Let’s get started with a practical look at defining variables in Ansible.
Variables in Ansible should have well-formatted names that adhere to the following rules:
* The name of the variable must only include letters, underscores, and numbers. Spaces are not allowed.
* The name of the variable can only begin with a letter—it can contain numbers but cannot start with one.
For example, the following are good variable names:
* `external_svc_port`
* `internal_hostname_ap1`
The following examples are all invalid, however, and cannot be used (if you are familiar with Python, you will know that these restrictions also apply to Python code, which Ansible, being written in Python, inherits this from):
* `appserver-zone-na`
* `cache` `server ip`
* `dbms.server.port`
* `01appserver`
As discussed in the *Learning the YAML syntax* section, variables can be defined in a dictionary structure, such as the following.

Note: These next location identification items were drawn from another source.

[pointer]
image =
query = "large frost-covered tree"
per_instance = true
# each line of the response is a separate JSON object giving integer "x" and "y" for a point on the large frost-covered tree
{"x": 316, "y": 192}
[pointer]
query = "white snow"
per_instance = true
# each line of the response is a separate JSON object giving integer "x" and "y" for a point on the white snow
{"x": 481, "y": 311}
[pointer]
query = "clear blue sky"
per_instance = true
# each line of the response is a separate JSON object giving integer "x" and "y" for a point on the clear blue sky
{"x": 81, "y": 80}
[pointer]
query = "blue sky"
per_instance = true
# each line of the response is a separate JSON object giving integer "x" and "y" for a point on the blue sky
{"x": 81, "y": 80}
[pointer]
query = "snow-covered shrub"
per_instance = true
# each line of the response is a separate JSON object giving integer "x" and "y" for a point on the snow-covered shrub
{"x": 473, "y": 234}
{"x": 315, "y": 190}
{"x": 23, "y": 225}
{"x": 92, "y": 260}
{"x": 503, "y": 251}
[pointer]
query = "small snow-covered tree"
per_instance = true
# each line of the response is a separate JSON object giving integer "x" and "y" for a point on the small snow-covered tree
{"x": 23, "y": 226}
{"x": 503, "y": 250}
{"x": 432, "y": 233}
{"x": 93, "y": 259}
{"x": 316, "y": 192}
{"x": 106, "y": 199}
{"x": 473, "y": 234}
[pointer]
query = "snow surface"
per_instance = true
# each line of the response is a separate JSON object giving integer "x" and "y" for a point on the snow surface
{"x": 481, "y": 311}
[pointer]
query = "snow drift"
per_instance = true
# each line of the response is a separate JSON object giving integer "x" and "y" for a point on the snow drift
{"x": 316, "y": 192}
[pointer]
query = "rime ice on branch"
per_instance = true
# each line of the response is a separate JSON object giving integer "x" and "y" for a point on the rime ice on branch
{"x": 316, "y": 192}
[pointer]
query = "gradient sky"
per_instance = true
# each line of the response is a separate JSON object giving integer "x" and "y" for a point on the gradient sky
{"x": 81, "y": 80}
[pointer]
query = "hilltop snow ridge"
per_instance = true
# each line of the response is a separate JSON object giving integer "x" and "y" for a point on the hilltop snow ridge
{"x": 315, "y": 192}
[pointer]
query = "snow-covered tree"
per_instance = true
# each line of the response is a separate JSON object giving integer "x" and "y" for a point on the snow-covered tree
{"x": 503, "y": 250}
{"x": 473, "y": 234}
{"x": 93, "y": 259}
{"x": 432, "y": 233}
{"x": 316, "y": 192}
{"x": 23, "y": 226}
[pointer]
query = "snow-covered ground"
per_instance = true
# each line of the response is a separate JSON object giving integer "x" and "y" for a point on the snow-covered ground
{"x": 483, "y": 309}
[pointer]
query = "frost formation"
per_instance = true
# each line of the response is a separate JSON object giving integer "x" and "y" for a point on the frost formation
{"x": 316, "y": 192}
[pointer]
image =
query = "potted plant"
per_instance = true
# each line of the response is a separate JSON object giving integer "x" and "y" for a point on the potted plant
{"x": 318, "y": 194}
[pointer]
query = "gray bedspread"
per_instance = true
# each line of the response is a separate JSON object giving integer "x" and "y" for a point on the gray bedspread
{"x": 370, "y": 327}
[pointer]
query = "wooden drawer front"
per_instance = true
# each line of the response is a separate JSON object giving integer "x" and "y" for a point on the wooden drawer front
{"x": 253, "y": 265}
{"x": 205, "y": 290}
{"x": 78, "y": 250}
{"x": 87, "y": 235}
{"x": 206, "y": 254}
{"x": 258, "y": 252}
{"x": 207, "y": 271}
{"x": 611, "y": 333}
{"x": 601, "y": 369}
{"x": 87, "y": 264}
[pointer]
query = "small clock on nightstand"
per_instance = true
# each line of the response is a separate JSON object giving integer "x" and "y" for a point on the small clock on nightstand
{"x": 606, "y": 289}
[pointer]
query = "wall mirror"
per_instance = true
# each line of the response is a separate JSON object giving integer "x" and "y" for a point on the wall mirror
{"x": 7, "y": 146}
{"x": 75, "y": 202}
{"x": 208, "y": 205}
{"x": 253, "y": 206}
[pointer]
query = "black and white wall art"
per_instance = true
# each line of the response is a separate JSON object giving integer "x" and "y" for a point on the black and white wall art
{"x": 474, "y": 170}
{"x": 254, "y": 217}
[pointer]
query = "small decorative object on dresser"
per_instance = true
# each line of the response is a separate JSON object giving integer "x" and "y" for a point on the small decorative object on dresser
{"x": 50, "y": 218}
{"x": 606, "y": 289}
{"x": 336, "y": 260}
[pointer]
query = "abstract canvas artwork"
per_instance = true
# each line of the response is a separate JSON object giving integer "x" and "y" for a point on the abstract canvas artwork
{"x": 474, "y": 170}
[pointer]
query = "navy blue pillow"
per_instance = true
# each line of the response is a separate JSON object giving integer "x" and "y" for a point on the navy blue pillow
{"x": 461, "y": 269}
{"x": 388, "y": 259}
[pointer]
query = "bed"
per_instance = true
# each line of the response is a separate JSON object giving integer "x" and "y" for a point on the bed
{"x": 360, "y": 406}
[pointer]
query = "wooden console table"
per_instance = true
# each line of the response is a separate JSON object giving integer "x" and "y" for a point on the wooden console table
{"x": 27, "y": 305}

All values are declared in key-value pairs:
region:
east: app
west: frontend
central: cache
In order to retrieve a specific field from the preceding dictionary structure, you can use either one of the following notations:
括号表示法
region['east']
点符号表示法
region.east
There are some exceptions to this; for example, you should use bracket notation if the variable name starts and ends with two underscores (for example, `__variable__`) or contains known public attributes (or even variables that are generated during the playbook run), such as the following:
* `as_integer_ratio`
* `symmetric_difference`
You can find more information on this at https://docs.ansible.com/ansible/latest/user_guide/playbooks_variables.xhtml#creating-valid-variable-names.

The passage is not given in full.